At a party one time, a kind old lady approached me. “I’m Dorothy Morgan,” she volunteered.
“Nice to meet you,” I answered. “And I’m Annabel Liu, L-I-U.”
There was a pause.
Quick to sense she needed more help, I explained in my usual thoughtful way, “L-I-U. I put I before U.”
Her perplexity seemed to deepen; the smile died on her lips. I made another try: “You know, short for Long Island University.”
Without a word, the woman began to back away, never to be seen again.
After being the lone Lius in one small town for 17 years, we moved to another small town. It was a relief to discover that there were already two other families with the same name. Imagine that, I marveled to myself, for many years these two families had been paving the way for us, diminishing, day by day, the number of the uninitiated.
The situation, however, presented a new wrinkle. While both families were well established, one had an especially renowned son, a high school soccer star whose name and photo appeared on the sports page of the local paper almost every day.
Often, indeed too often, I was accosted excitedly by those acquainted with the name, “Are you Rick Liu’s mother?”
After having lived under my husband and children’s shadow for many years, living under an additional, albeit much larger, shadow certainly didn’t bother me. But I couldn’t be an impostor. “My name is Liu,” I answered patiently for the nth time, “but sadly, the wrong Liu.”

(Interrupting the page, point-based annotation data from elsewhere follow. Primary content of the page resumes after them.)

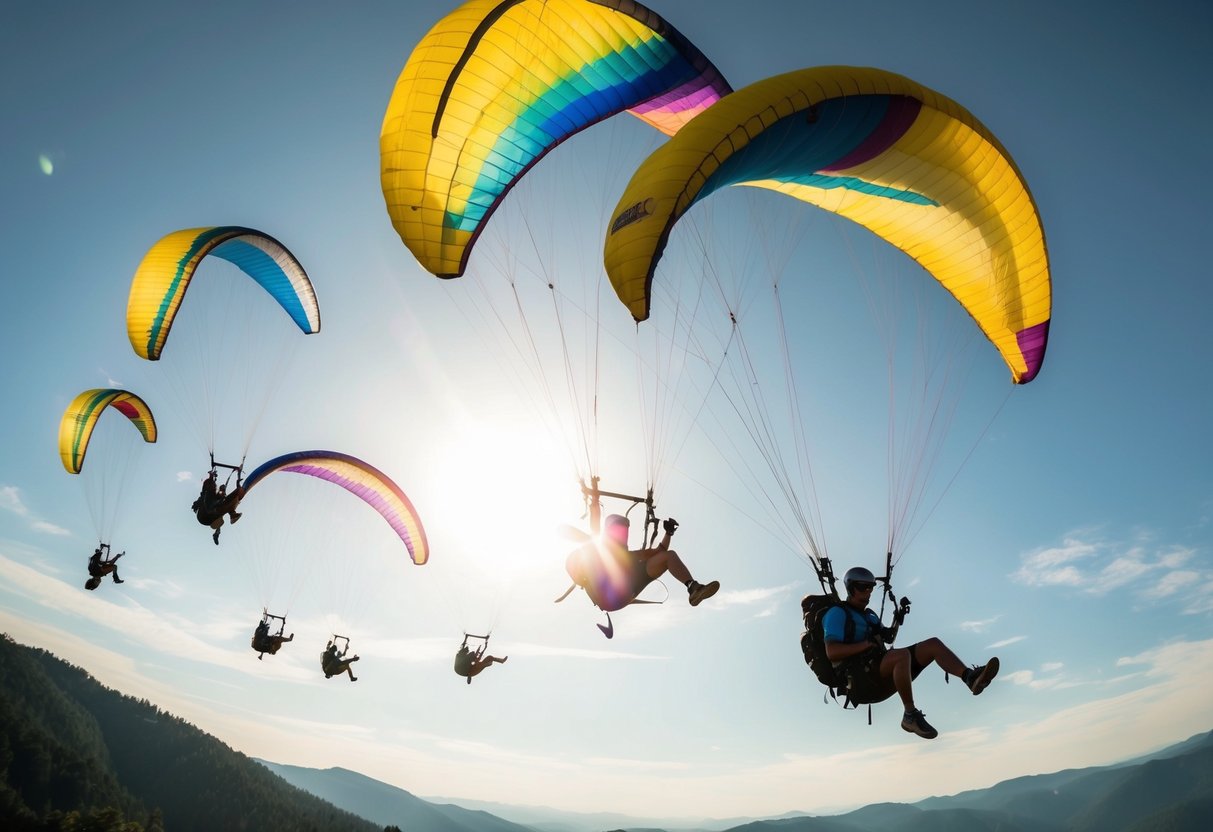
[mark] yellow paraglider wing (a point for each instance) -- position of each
(168, 268)
(80, 417)
(909, 164)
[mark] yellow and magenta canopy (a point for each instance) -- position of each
(906, 163)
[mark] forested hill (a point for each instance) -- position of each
(78, 756)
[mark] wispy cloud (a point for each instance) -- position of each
(979, 626)
(11, 501)
(1098, 566)
(49, 528)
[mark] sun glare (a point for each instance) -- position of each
(506, 489)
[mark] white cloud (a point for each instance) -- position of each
(49, 528)
(1169, 583)
(1099, 566)
(10, 500)
(745, 597)
(978, 626)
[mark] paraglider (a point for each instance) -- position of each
(923, 175)
(231, 351)
(80, 419)
(470, 662)
(866, 667)
(214, 502)
(263, 640)
(614, 576)
(334, 662)
(168, 268)
(101, 564)
(909, 164)
(494, 86)
(107, 477)
(359, 478)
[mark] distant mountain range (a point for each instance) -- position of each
(1167, 791)
(78, 756)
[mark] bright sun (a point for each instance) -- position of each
(505, 490)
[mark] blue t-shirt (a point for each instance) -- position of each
(833, 625)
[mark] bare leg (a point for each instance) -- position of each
(895, 665)
(661, 562)
(933, 650)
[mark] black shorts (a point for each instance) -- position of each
(865, 685)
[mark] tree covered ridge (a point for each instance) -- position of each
(78, 756)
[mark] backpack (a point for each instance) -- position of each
(813, 639)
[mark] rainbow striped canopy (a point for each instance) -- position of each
(362, 479)
(496, 84)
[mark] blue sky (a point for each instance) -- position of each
(1075, 541)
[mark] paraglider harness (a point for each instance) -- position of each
(100, 559)
(331, 656)
(850, 679)
(210, 506)
(466, 656)
(593, 495)
(261, 634)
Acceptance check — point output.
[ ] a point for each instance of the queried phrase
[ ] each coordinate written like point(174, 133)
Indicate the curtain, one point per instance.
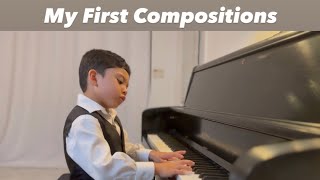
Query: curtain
point(39, 87)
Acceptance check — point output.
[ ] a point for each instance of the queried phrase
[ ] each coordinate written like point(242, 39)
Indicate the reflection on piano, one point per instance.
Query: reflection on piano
point(253, 114)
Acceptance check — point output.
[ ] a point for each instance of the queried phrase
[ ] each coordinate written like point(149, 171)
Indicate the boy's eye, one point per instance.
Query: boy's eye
point(120, 81)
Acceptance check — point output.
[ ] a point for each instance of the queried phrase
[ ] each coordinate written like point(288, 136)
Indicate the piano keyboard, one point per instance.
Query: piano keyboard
point(203, 168)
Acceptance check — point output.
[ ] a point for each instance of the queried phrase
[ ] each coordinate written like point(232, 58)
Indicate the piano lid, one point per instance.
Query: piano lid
point(277, 79)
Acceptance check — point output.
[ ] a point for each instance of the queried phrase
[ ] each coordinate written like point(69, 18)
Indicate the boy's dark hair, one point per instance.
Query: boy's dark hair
point(99, 60)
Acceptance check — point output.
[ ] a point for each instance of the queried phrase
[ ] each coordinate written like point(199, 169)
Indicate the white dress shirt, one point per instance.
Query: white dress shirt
point(87, 147)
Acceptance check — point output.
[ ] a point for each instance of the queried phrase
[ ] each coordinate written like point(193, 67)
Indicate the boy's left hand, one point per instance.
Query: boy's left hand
point(158, 156)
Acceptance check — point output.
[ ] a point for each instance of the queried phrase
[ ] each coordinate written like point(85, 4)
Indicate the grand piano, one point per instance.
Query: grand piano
point(251, 115)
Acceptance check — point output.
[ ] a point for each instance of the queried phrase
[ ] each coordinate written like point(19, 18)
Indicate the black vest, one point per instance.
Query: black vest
point(110, 133)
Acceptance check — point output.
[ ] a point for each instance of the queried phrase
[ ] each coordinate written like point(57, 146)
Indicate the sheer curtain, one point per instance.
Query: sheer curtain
point(39, 86)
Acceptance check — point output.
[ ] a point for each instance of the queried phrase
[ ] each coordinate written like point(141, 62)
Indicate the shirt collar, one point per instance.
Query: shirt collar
point(91, 106)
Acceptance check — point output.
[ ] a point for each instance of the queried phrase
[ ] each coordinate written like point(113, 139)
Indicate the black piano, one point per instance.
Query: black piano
point(251, 115)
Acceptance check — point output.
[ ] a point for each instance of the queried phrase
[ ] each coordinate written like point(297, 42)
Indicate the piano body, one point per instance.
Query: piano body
point(251, 115)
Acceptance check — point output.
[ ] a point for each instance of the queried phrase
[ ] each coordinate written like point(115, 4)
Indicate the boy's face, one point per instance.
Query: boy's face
point(112, 87)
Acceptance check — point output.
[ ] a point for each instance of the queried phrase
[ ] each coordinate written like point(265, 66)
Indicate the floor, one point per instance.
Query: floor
point(31, 173)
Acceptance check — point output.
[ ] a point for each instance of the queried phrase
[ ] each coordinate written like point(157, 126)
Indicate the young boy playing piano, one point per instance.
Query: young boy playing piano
point(95, 145)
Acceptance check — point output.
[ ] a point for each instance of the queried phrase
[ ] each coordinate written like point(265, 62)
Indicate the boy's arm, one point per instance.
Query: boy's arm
point(85, 144)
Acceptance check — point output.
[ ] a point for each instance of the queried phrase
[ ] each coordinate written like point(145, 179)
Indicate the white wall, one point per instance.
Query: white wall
point(174, 54)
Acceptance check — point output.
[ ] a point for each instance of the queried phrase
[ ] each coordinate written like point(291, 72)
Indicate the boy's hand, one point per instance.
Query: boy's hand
point(172, 168)
point(157, 156)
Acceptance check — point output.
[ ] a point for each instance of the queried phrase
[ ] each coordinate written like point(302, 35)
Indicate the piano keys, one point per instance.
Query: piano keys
point(203, 168)
point(251, 115)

These days, despite all the ills of globalization some are fond of espousing, there is one thing I’m thankful for — I rarely have to defend my name any more. However, sometimes I feel ambivalent about the whole thing.
While putting forth my best effort at adapting to a different culture all these years, I found in many ways I still yearn to remain me. In a country where I’ve been recast to another identity and my name rendered in another language, at times I feel like an imposter and my name an alias. Why bother to defend them? In the hope some part of me will always endure?
Perhaps it’s easier just to shrug it off as Shakespeare did: What’s in a name?